Aside from being a writer, what are some things you would want others to know about you?
I’m also a professor of creative writing (I teach currently at the University of Toronto Scarborough). I brew beer. I’m into bespoke gift wrapping. I love geeking out about Sailor Moon, Avatar the Last Airbender, The Legend of Korra, BBC’s Merlin, and Warehouse 13.
What’s a question you haven’t been asked yet, but wish you were asked (as well as the answer to that question)?
No one has asked me any in depth questions about fanfiction, or how that has impacted my original writing. I think starting out writing mainly fanfiction as a teenager shaped my later writing in that it taught me the importance of creating memorable characters and worlds. The reason why we are drawn to write fanfic is usually because we find the worldbuilding compelling, and/or the characters compelling. Often it’s both. I try to apply that wisdom to my own writing. My own personal goalpost for “making it” is to write something that inspires someone to create fanfiction or fanart with my world and/or characters.
What advice would you have to give to other aspiring writers?
The three best things you can do for yourself are: learn to take criticism and rejection well; meet your deadlines; and be patient. Writing is a long, slow relationship with creativity, and the publishing industry is even slower. The stories you’re seeing on the shelves or screens took years to write and years to publish. There is no immediate reward in this career, except for your own satisfaction at making a good story.
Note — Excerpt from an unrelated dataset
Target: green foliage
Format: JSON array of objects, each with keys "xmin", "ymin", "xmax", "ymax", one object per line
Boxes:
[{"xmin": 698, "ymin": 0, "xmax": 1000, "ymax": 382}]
But at the same time, if you love writing, pursue it. You don’t want to regret the life not lived.
Are there other projects you are currently working on and at liberty to discuss?
Yes! I have two graphic novels coming out: Shakti, a middle-grade fantasy about witches, forthcoming 2023; and Tall Water, a YA graphic novel about the 2004 tsunami set in Sri Lanka, forthcoming 2024.
Finally, what LGBTQ+ books/authors would you commend to the readers of Geeks OUT?
Oh there are so many! But my go-to authors are Gloria Anzaldúa, James Baldwin, Jeanette Winterson, Audre Lorde, Eli Claire, Shyam Selvadurai, and Alison Bechdel.